"Ini bukan solusi, Amanda. Kalau memang ada yang salah dalam rumah tangga kita, ya bicarakan dulu, dong."
"Apa yang terjadi di klub malam itu belum cukup kuat ya untuk membuat kamu sadar? Kamu pikir aku nggak tahu bahwa berkali-kali kamu datang ke sana menemui perempuan itu."
Reno menarik napas panjang. Ia bangkit dari kursi mulai kehilangan konsentrasi. Langkah kakinya bolak-balik tak menentu sambil memikirkan bagaimana cara menjelaskan ke Amanda soal situasi yang rumit ini.
"Udah berapa lama selingkuh sama dia? Udah ngapain aja? Dia tahu nggak kamu punya istri?" Pertanyaan bertubi-tubi itu menjadi peluru yang membuat Reno tersudut.
"Di-di mana Hanafi?" tanya Reno balik tanpa menjawab pertanyaan sebelumnya, yang kemudian dijawab Amanda bahwa anak laki-lakinya itu sedang berada di rumah saudaranya yang tak jauh dari sini.
Saat mengetahui bahwa hanya ada mereka berdua di rumah ini, Reno setengah berlari naik ke lantai dua menuju kamar. Amanda mengikuti dari belakang sampai melihat suaminya teriak di depan cermin, lalu mengarahkan telapak tangan yang telah digenggam keras ke sana.
Cermin pecah, meninggalkan luka dan darah segar yang mengalir dari tangan. Tentu Amanda panik. Perempuan itu segera mengambil handuk dari lemari dan beberapa peralatan P3K. Mereka saling tatap kemudian. Di sana ada kesedihan mendalam dari mata Reno yang belum pernah dirasakan Amanda sebelumnya.

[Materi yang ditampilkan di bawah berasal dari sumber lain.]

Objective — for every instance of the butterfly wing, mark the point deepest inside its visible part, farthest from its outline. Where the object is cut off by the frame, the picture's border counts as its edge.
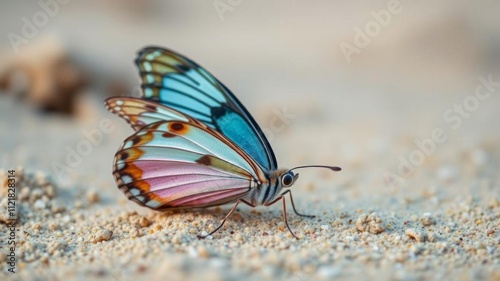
(177, 82)
(139, 113)
(176, 164)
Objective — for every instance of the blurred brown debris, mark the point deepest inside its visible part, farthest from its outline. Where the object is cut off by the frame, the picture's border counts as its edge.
(43, 75)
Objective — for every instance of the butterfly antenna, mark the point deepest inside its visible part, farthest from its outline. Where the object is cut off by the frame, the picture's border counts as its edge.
(333, 168)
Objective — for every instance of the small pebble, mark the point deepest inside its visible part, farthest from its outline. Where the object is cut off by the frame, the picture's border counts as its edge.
(369, 223)
(416, 235)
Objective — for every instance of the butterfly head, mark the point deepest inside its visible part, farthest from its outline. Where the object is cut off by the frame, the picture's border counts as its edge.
(288, 178)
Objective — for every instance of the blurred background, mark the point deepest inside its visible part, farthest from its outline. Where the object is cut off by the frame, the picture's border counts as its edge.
(361, 81)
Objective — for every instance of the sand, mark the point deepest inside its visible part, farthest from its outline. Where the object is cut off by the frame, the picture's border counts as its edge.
(365, 228)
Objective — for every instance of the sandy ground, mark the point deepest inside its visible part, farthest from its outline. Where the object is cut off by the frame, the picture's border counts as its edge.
(440, 223)
(394, 105)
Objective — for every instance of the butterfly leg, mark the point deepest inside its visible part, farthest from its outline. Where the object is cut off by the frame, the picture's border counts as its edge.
(284, 213)
(293, 205)
(223, 221)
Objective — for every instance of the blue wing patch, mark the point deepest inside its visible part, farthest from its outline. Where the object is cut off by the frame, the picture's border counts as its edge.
(177, 82)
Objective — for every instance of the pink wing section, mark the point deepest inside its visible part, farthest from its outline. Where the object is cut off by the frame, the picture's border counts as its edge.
(182, 165)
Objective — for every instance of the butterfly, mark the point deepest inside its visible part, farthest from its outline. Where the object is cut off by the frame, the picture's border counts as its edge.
(195, 145)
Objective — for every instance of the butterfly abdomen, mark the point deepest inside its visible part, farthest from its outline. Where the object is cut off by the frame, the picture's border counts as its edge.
(264, 193)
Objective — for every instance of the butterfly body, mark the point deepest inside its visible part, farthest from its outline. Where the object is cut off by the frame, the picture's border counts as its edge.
(194, 145)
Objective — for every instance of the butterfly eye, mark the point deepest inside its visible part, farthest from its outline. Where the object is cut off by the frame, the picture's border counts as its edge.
(287, 180)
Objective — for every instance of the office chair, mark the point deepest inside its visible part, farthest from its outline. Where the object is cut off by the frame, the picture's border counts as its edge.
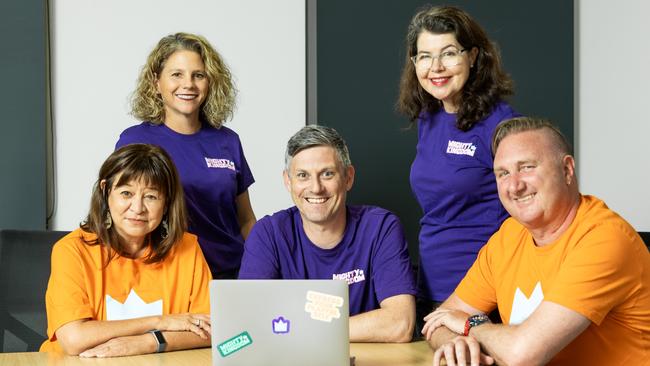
(24, 272)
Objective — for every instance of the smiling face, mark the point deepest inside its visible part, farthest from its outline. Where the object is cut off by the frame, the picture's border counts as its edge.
(444, 83)
(318, 184)
(136, 210)
(535, 181)
(183, 85)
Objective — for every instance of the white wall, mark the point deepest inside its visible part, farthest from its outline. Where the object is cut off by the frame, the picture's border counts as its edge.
(614, 106)
(98, 48)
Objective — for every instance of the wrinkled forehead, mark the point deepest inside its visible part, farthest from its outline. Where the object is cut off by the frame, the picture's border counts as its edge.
(138, 178)
(316, 158)
(524, 146)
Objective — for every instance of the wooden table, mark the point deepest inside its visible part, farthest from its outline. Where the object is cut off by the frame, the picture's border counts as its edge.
(365, 354)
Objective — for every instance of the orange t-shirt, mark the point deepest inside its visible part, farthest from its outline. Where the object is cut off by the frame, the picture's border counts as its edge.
(81, 287)
(599, 268)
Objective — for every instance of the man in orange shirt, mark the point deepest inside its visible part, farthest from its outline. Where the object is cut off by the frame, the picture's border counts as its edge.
(571, 278)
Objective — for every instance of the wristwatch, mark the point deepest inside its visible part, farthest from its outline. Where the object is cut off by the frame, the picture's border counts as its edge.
(473, 321)
(160, 339)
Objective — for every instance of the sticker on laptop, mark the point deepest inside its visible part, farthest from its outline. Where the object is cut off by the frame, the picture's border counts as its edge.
(280, 325)
(235, 344)
(323, 307)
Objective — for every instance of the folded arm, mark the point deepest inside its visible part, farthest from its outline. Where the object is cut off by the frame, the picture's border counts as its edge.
(549, 329)
(392, 322)
(128, 337)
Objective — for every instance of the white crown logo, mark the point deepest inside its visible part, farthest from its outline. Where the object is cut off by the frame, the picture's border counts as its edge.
(523, 306)
(133, 307)
(280, 325)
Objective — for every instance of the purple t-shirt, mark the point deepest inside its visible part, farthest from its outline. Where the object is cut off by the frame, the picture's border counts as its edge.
(453, 180)
(213, 171)
(372, 255)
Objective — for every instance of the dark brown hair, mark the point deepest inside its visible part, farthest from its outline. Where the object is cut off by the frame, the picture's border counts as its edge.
(132, 163)
(487, 83)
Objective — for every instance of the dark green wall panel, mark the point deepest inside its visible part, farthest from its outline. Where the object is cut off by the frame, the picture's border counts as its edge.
(23, 114)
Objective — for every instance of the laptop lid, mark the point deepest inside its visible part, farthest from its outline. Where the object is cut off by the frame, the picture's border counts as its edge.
(279, 322)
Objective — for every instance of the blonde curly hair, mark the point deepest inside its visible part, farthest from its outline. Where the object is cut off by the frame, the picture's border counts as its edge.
(147, 104)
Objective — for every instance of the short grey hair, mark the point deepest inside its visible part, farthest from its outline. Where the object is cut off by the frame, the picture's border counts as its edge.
(523, 124)
(315, 135)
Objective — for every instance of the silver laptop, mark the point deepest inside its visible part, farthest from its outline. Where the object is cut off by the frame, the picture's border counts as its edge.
(279, 322)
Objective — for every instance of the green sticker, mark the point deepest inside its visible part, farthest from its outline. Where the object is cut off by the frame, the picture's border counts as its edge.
(234, 344)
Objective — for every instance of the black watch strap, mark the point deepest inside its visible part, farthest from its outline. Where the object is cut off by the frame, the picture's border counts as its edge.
(160, 339)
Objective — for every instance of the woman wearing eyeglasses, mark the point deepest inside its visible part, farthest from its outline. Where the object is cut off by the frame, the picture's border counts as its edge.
(452, 86)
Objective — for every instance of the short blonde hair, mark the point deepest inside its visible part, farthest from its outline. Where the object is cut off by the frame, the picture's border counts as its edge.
(147, 104)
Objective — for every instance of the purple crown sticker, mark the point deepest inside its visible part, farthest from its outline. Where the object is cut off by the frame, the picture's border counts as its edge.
(280, 325)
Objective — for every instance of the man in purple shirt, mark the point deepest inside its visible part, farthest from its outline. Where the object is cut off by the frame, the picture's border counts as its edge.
(322, 238)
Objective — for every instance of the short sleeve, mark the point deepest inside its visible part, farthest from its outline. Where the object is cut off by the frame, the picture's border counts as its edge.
(260, 257)
(477, 288)
(245, 176)
(599, 272)
(200, 295)
(392, 273)
(66, 298)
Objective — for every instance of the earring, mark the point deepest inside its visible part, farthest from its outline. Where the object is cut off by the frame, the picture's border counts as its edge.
(164, 231)
(108, 221)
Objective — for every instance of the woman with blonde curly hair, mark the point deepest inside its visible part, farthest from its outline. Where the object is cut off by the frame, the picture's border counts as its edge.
(184, 95)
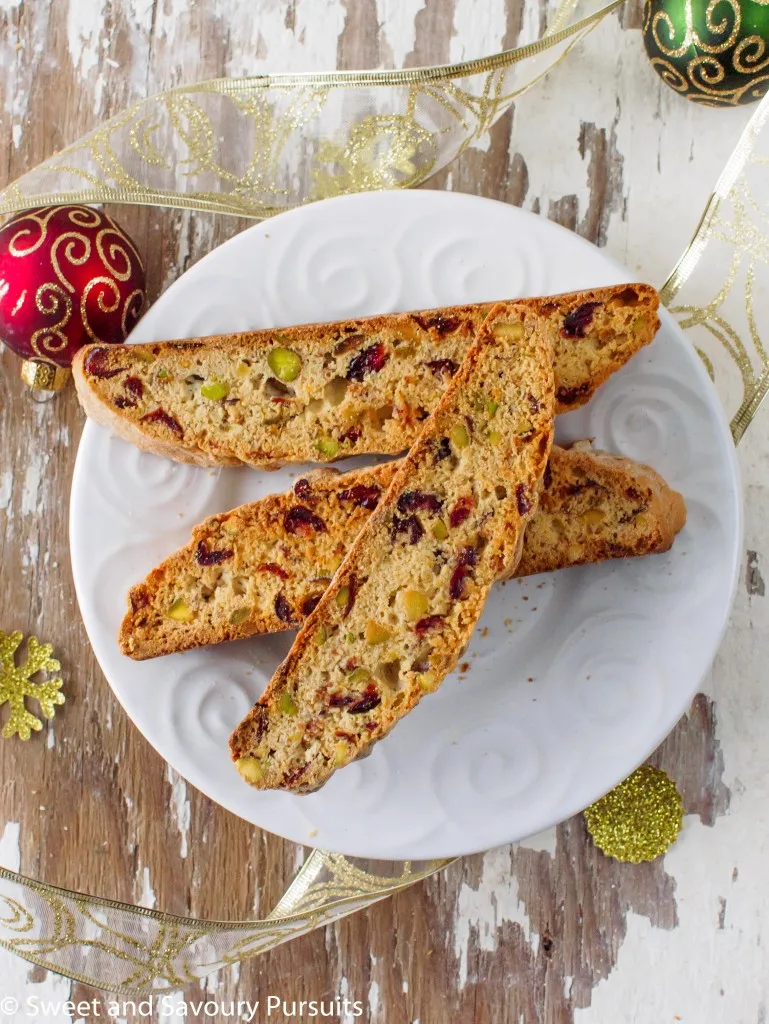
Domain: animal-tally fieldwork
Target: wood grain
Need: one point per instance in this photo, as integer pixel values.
(524, 933)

"Kenapa aku nggak pernah cukup di mata kamu?" tanya Reno sekali lagi sambil meneteskan air mata.
***
Reno jatuh cinta pada Amanda, benar-benar cinta meski ia tahu bahwa perempuan itu ialah seorang janda dengan satu anak laki-laki. Maka dengan upayanya yang keras meminta restu dari orang tua, juga orang tua Amanda, keduanya melangsungkan pernikahan ketika Hanafi, anak Amanda, berusia 3 tahun.